[Date Prev][Date Next][Thread Prev][Thread Next][Date Index][Thread Index]

Re: Tokens and free text



Bob.

Many details...Why don't you create a system independent end-of-line? Why
don't you use lexer states to detect the beginning of lines and get a better
header recognition? This would allow you to narrow the definition of "text".

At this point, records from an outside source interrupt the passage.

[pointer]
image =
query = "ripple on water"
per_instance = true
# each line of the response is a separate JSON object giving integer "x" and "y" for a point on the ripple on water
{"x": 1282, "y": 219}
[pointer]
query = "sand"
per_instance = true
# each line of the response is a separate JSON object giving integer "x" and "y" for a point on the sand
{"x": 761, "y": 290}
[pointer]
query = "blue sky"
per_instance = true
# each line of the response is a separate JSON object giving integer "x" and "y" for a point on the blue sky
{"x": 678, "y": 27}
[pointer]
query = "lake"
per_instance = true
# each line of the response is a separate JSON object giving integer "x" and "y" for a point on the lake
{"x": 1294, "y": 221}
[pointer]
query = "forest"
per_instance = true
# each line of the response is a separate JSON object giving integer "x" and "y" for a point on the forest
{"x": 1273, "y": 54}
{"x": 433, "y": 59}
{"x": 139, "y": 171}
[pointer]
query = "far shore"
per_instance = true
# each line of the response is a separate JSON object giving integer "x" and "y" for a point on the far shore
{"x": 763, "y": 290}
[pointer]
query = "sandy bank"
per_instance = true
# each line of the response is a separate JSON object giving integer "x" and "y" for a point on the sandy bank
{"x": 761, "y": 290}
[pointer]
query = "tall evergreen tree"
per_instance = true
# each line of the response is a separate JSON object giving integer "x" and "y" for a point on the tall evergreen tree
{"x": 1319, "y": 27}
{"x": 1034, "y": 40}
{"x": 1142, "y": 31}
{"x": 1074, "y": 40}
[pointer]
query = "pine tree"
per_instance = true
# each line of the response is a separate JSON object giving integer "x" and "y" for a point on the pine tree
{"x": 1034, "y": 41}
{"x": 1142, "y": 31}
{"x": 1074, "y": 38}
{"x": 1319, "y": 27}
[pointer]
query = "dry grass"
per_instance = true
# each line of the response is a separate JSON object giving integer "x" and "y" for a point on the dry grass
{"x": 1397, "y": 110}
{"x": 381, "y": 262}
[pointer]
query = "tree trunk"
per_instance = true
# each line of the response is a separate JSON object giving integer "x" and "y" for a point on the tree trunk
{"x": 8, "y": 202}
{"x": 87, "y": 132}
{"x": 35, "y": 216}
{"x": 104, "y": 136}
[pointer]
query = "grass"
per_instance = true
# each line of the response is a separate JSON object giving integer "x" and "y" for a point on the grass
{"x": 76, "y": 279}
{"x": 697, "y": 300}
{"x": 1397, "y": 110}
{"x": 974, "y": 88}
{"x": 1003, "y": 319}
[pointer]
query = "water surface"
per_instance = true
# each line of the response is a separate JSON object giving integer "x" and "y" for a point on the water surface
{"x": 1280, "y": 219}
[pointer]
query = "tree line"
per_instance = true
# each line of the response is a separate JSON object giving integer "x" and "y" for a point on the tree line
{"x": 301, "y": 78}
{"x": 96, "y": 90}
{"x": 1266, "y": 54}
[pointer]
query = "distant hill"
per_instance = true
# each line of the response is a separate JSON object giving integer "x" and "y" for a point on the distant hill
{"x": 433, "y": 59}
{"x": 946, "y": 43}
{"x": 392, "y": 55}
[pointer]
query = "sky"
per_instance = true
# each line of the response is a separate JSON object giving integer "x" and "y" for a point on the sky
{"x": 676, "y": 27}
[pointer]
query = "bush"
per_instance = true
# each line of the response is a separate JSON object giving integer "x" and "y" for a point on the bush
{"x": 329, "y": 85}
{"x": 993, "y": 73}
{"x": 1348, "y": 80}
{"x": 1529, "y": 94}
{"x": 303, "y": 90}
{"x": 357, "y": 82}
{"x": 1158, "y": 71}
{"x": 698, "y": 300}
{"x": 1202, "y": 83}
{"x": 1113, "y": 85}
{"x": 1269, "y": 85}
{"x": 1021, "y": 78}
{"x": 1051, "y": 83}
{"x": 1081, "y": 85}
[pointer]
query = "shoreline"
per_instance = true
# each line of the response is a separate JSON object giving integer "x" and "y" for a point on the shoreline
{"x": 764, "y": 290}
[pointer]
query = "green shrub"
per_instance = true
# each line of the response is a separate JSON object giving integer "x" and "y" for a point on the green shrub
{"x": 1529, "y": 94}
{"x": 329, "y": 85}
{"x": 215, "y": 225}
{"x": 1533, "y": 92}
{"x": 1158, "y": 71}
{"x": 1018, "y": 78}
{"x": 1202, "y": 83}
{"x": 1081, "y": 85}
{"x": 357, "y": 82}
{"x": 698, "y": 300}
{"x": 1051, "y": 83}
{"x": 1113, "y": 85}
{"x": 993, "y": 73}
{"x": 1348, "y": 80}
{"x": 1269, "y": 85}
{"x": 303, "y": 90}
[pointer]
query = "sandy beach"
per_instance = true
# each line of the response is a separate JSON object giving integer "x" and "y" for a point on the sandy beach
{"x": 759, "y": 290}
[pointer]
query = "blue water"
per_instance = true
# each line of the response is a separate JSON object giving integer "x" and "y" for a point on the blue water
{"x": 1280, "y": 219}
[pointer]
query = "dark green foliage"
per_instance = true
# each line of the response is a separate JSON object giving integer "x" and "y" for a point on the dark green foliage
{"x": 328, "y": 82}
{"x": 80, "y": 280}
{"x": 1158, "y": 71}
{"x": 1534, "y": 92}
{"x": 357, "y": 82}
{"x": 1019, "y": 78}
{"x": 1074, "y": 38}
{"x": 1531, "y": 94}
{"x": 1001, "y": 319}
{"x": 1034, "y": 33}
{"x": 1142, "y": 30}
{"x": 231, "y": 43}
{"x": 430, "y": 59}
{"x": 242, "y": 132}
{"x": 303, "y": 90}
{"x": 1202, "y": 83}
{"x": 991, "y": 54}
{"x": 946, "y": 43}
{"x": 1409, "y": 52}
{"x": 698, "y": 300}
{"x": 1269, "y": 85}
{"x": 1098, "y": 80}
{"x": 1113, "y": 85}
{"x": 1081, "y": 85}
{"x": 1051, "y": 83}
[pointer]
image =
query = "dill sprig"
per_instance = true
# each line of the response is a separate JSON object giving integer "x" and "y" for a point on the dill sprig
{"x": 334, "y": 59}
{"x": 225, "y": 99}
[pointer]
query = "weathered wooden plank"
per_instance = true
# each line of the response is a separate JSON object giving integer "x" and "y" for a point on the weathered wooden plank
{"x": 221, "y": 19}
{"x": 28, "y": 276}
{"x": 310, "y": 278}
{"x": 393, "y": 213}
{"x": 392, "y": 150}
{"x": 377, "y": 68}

The trick is to recognize the form "blank* 'to' blank* ':'" only at the
beginning of a line. Inside the line (in normal state) you recognize only
text chars.

Helpers
   cr_lf = cr lf;
   blank = ' '; // you could add tabs,...

   colon    = ':';
   cr       = 0x000d;
   lf       = 0x000a;
   char       = [0x00..0xff];

States
  bol, normal;

Tokens

   {bol, normal->bol} eol = cr | lf | cr_lf;

/* notice that helpers & tokens don't share the same name space */
   {bol->normal, normal} text_chars         = char;

   {bol->normal} to_header = blank* 'to' blank* colon;
   {bol->normal} from_header = blank* 'from' blank* colon;

/*******************************************************************
* Productions                                                     *
*******************************************************************/
Productions

   message         = lines*;
   lines           = header text*;
   header          =   {to}    to_header |
                     {from}  from_header;

   text            =   {text}  text_chars |
                          {eol} eol;

Anyway, this is another way to look at the problem.

Etienne


-----Original Message-----
From: Bob Hutchison <hutch@RedRock.com>
To: sablecc-list@sable.mcgill.ca <sablecc-list@sable.mcgill.ca>
Date: Thursday, May 28, 1998 2:11 AM
Subject: Tokens and free text


>Hi,
>
>Another question...
>
>Consider the following input:
>
>"to: i want this to work"
>
>The quotes are not part of the input.
>
>I've got this small grammar:
>
>
>Package simple;
>
>/*******************************************************************
> * Helpers                                                         *
> *******************************************************************/
>Helpers
>
>   c_colon    = ':';
>   c_cr       = 0x000d;
>   c_lf       = 0x000a;
>   char       = [0x00..0xff];
>
>/*******************************************************************
> * Tokens                                                          *
> *******************************************************************/
>Tokens
>
>   colon              = c_colon;
>   cr                 = c_cr;
>   lf                 = c_lf;
>   crlf               = c_cr c_lf;
>   text_chars         = char;
>
>   to_header          = 'to';
>   from_header        = 'from';
>
>/*******************************************************************
> * Productions                                                     *
> *******************************************************************/
>Productions
>
>   message         = lines*;
>   lines           = header colon text* crlf;
>   header          =   {to}    to_header
>                     | {from}  from_header
>                     ;
>
>   text            =   {text}  text_chars
>                     | {to}    to_header
>                     | {from}  from_header
>                     | {cr}    cr
>                     | {lf}    lf
>                     | {colon} colon
>                     ;
>
>
>The problem I have with this is the definition of the 'text' production.
>It seems I have to list every token here to recognise the text of the
>token.
>
>Now I really hope I'm missing something... or is this the way it is?
>
>thanks,
>Bob
>
>
>---
>Bob Hutchison, hutch@RedRock.com, (416) 878-3454
>RedRock, Toronto, Canada